= Phetch =

Phetch is a game with a purpose intended to label images on the internet with descriptive captions suitable to assist sight impaired readers. Approximately 75% of the images on the web do not have proper ALT text labels, making them inaccessible through screen readers. The solution aimed at by Phetch is to label the images external to the web page rather than depending upon the web page author to create proper alt text for each image. Rather than paying people to do the mundane task of labeling images, Phetch aims to create a fun game that produces such descriptions as a side effect of having fun.

Phetch was created by Luis von Ahn and Shiry Ginosar of Carnegie Mellon University following the pattern set by the earlier ESP game.

Phetch is played by three to five people. One is designated as a describer, while the rest are seekers. The describer is shown an image, which he describes to the seekers. The seekers use an Internet image search engine to attempt to find the image being described. The first seeker to find the image gains points and becomes the describer for the next round. The describer is also rewarded for a successful outcome.

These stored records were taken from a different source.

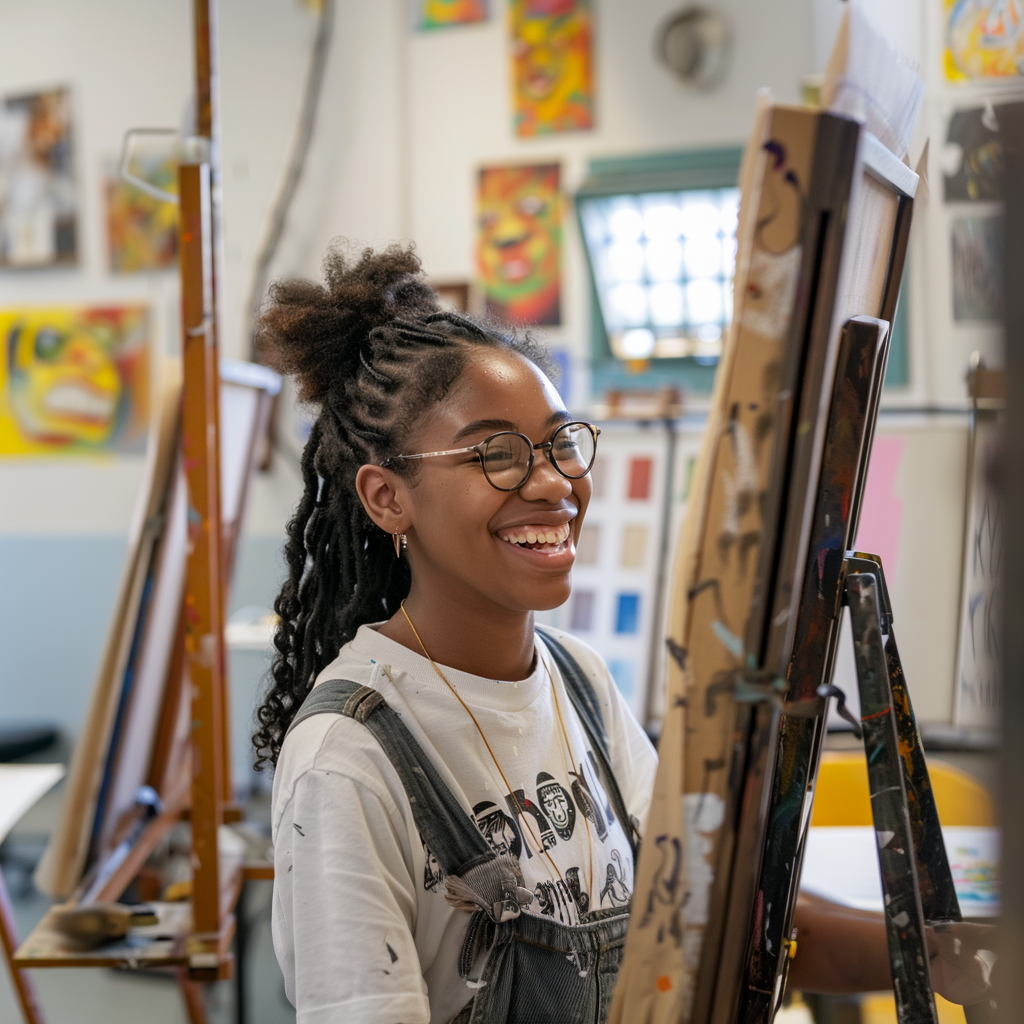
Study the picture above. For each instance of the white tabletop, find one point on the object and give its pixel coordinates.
(842, 864)
(20, 786)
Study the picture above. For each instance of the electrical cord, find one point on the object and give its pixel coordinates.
(296, 166)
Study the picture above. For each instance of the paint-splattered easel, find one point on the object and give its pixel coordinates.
(193, 939)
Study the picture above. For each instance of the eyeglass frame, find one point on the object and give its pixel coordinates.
(542, 445)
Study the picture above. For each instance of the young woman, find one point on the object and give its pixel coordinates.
(457, 795)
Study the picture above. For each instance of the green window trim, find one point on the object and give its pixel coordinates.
(690, 169)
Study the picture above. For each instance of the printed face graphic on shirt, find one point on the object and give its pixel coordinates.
(616, 889)
(557, 805)
(587, 804)
(433, 875)
(498, 828)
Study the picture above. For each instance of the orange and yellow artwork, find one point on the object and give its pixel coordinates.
(74, 380)
(984, 39)
(552, 66)
(142, 230)
(519, 241)
(441, 13)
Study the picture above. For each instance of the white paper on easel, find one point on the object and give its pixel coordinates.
(20, 787)
(872, 82)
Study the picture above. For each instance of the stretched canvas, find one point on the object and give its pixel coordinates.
(141, 230)
(38, 219)
(984, 39)
(519, 243)
(552, 66)
(74, 380)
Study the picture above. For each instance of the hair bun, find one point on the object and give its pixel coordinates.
(313, 333)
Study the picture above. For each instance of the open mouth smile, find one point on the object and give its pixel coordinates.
(547, 540)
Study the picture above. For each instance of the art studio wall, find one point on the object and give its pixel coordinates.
(407, 120)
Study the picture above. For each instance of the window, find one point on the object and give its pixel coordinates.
(659, 233)
(663, 266)
(659, 237)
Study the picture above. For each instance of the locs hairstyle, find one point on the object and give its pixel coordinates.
(371, 350)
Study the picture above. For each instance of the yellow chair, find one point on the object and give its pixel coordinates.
(842, 798)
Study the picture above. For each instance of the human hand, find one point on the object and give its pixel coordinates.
(961, 961)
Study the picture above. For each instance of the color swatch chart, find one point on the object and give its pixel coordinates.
(622, 546)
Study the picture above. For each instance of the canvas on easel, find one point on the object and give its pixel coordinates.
(822, 232)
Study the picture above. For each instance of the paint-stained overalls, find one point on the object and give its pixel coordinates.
(537, 970)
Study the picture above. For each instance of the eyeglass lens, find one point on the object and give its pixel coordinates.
(506, 457)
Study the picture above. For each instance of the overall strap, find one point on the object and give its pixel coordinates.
(445, 827)
(589, 709)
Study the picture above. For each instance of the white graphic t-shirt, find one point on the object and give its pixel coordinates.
(360, 926)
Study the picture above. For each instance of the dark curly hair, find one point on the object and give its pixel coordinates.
(372, 349)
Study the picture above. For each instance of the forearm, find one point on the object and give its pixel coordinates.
(844, 950)
(839, 949)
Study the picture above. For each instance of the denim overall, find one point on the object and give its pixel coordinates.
(538, 971)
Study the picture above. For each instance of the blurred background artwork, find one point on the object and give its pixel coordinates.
(977, 246)
(984, 39)
(37, 186)
(979, 177)
(552, 66)
(74, 380)
(441, 13)
(519, 242)
(141, 230)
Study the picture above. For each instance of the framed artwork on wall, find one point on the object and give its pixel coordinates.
(74, 380)
(519, 242)
(38, 210)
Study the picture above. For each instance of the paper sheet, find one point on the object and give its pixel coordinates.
(20, 786)
(842, 864)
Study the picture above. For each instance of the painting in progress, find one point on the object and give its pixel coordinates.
(74, 380)
(442, 13)
(38, 219)
(984, 39)
(141, 230)
(519, 243)
(552, 66)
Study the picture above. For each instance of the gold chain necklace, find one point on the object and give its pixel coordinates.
(523, 816)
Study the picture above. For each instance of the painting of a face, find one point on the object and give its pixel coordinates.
(498, 829)
(552, 66)
(557, 805)
(519, 243)
(440, 13)
(74, 380)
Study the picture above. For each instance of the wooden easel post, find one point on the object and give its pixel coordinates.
(204, 611)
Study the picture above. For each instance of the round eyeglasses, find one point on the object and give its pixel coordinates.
(507, 458)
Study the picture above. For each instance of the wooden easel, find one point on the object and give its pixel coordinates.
(194, 776)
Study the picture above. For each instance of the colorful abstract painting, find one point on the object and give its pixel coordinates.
(73, 380)
(141, 230)
(38, 221)
(442, 13)
(979, 177)
(984, 39)
(552, 66)
(519, 243)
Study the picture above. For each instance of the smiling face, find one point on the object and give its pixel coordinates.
(469, 545)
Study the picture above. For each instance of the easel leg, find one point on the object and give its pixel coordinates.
(903, 913)
(192, 992)
(24, 987)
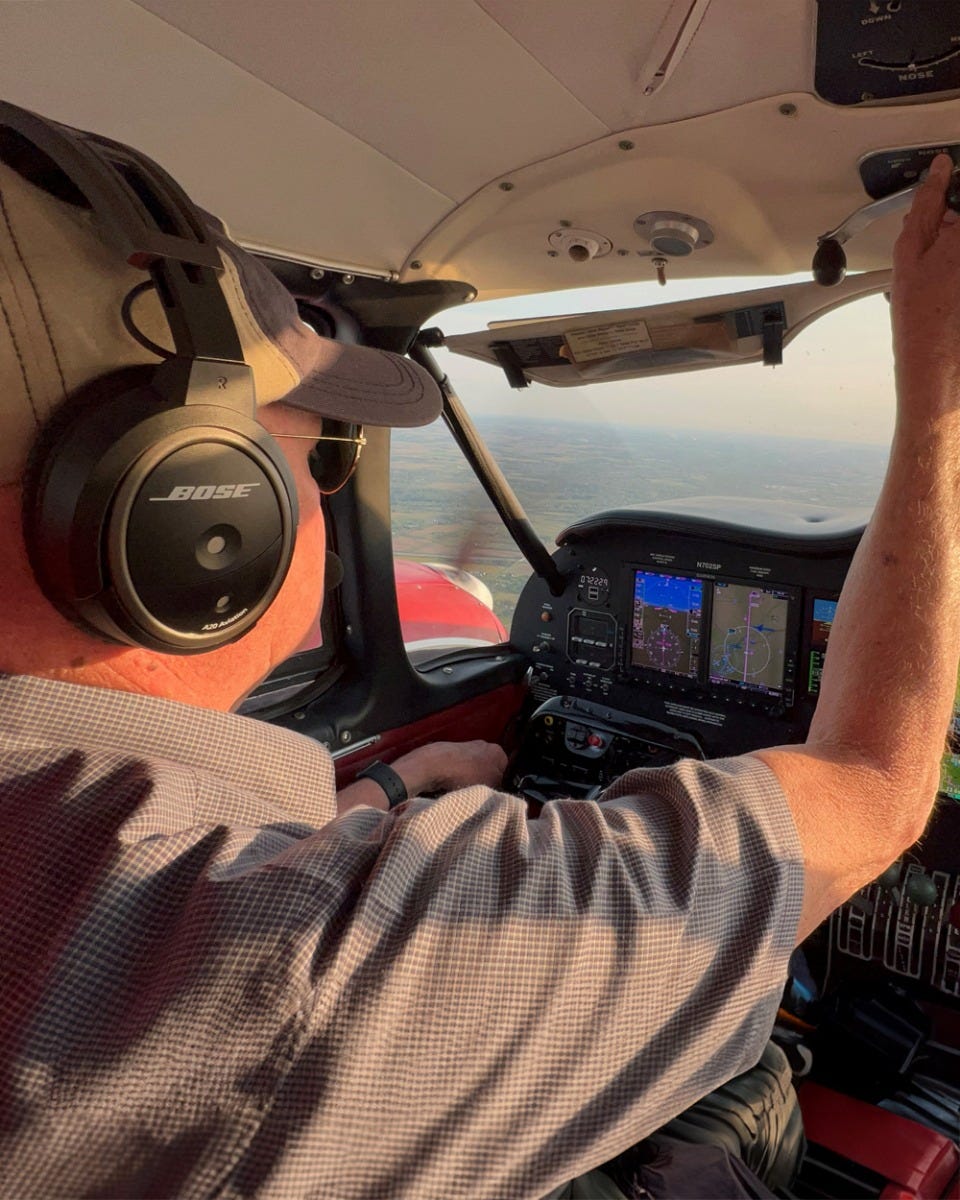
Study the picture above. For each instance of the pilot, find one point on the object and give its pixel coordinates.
(215, 984)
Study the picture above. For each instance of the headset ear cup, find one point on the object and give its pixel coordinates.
(160, 525)
(88, 399)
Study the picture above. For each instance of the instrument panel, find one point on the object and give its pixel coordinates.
(702, 631)
(696, 630)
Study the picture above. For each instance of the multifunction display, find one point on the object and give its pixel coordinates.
(666, 623)
(742, 630)
(749, 636)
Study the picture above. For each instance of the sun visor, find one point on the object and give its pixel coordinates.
(688, 335)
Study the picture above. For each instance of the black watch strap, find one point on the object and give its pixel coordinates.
(388, 779)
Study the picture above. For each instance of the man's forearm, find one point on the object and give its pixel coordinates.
(891, 671)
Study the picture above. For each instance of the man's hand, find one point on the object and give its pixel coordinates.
(927, 301)
(445, 766)
(438, 767)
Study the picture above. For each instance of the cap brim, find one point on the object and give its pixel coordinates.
(348, 383)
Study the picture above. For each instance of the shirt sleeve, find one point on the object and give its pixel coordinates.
(510, 1002)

The data produced as the side effect of playing the game is the describer's descriptions of the image. An imagined system for serving these descriptions from a centralized server is described in the Phetch paper.

The output of the game was later used to improve image search engines and the game itself was later proposed as a mechanism to test interactive search interfaces.

In late 2008, public access to Phetch was discontinued when the ESP game was moved to the gwap.com domain. Peekaboom was also discontinued in late 2008.